遺留分の問題です。
1 遺留分とは
これまでも遺留分対策として情報を提供してきましたが、今回と次回は、遺留分を請求する側からの検討を行いたいと思います。
遺留分とは、法定相続人の生活の保護、あるいは相続人間の平等を目的とし、最低限の遺産の確保を実現するものです。遺留分が認められるのは、法定相続人のうち兄弟姉妹以外となります。
本件の場合には、本来、兄とAは2分の1ずつの法定相続分を有しており、遺留分はその2分の1として4分の1がAに認められる権利となります。
この4分の1は、Aにとっては少なく感じられるかもしれませんし、事情を知らない他人からは「それぐらい」と思われるかもしれませんが、おそらく、兄にとっては「4分の1も取られるのか」と感じるはずです。
遺留分に関する紛争は、長期間の人間関係を背景とした感情的な面も少なからずあり、紛争も長期化することが少なくありません。
2 遺留分の請求の通知と文例
Aは遺留分権利者として、兄に対し、大前提として遺留分減殺請求の通知を発する必要があります。この通知を行わなければ、何も始まりません。極めて重要な通知と考えてください。
遺留分の通知には、法律上、期間の制限があります。
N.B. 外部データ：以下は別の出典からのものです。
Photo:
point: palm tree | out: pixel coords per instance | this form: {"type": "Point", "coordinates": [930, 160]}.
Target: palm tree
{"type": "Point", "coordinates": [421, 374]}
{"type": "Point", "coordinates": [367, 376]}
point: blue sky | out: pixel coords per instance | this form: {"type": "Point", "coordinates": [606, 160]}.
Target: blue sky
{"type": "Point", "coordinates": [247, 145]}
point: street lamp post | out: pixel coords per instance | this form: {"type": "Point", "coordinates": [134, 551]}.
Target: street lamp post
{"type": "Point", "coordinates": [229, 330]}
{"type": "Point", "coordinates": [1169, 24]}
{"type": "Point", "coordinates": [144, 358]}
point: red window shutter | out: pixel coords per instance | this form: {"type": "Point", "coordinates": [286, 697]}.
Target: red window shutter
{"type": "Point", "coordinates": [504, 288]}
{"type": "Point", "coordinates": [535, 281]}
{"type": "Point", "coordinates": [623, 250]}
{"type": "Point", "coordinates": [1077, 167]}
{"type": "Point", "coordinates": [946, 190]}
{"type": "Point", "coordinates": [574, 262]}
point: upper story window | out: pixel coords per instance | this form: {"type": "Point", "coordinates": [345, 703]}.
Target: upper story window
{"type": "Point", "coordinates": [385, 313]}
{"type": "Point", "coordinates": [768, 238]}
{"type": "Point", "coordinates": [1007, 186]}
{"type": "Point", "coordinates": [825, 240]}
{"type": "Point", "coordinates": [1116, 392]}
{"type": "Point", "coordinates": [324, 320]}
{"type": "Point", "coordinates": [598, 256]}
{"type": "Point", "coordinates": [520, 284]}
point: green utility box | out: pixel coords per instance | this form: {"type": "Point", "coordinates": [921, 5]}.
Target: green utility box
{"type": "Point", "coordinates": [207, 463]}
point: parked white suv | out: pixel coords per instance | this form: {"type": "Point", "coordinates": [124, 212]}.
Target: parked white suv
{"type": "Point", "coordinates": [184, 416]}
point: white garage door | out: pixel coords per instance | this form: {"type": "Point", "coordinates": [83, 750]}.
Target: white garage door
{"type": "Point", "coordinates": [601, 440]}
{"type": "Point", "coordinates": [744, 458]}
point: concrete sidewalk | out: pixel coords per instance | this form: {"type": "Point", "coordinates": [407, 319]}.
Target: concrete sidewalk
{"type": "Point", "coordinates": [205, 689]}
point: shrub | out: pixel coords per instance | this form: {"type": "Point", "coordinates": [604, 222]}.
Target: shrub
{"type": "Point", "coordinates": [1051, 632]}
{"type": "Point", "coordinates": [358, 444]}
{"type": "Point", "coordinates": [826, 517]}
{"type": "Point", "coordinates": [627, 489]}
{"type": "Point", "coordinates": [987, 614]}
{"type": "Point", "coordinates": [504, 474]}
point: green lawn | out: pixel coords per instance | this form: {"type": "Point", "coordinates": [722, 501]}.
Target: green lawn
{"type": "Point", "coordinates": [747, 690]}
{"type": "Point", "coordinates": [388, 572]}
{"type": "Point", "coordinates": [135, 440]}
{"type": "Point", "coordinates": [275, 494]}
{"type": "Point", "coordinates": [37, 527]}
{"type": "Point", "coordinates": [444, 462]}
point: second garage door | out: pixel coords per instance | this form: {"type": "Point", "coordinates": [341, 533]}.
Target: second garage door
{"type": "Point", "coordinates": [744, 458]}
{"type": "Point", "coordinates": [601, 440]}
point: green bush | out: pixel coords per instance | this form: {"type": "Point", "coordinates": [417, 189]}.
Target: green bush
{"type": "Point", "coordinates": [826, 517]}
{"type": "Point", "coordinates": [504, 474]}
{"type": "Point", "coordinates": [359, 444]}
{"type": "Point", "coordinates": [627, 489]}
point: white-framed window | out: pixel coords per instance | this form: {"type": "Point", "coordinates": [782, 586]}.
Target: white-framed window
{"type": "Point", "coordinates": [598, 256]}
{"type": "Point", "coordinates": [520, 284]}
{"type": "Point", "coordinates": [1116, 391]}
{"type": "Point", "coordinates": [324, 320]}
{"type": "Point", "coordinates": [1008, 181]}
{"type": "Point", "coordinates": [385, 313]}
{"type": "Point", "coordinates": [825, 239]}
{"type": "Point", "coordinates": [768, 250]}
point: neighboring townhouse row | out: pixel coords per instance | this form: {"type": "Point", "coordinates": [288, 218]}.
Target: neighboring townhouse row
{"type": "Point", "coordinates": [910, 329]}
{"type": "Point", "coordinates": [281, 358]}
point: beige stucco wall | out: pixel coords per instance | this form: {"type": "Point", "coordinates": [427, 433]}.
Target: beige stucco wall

民法1042条には「遺留分権利者が、相続の開始及び減殺すべき贈与または遺贈があったことを知った時から、1年間行使しないときは、時効によって消滅する。相続開始の時より10年を経過したときも同様である。」と定められていますので、遺言書の内容を知ったとき、あるいは父の死を知ったときから1年以内に、兄に対し、「遺留分減殺請求」の通知を発しなければなりません。いつ知ったか、というのは固定するのが難しいので、できる限り、被相続人の死亡から1年以内にこの手続きを行うべきです。
繰り返しになりますが、この通知がなければ、手続きは進まないことになります。
この請求がなされたか否かは重要ですので、内容証明郵便で発送すべきです。内容証明郵便は文字数など所定の書式で記載する必要がありますし、差出ができるのは特定の郵便局のみとなります(電子内容証明郵便による方法もあります)。簡単な通知の例を記載します。
<遺留分減殺請求通知の文例>
平成29年10月1日
〒***−****
福岡市*******
B 様
遺留分減殺請求通知書
福岡市**********
A
前略
私は、亡父○○○○氏(以下「被相続人」という。)の法定相続人です。
被相続人は、平成○年○月○日付自筆証書遺言により貴殿に対して全ての財産を相続させる旨の遺言をし、平成○年○月○日に亡くなりました。
これにより、私の遺留分が侵害されておりますので、本書面により、遺留分の減殺を請求致します。
草々
今回は、遺留分の請求通知までの段階を説明しました。今後、遺留分に関する具体的な計算等を説明したいと思います。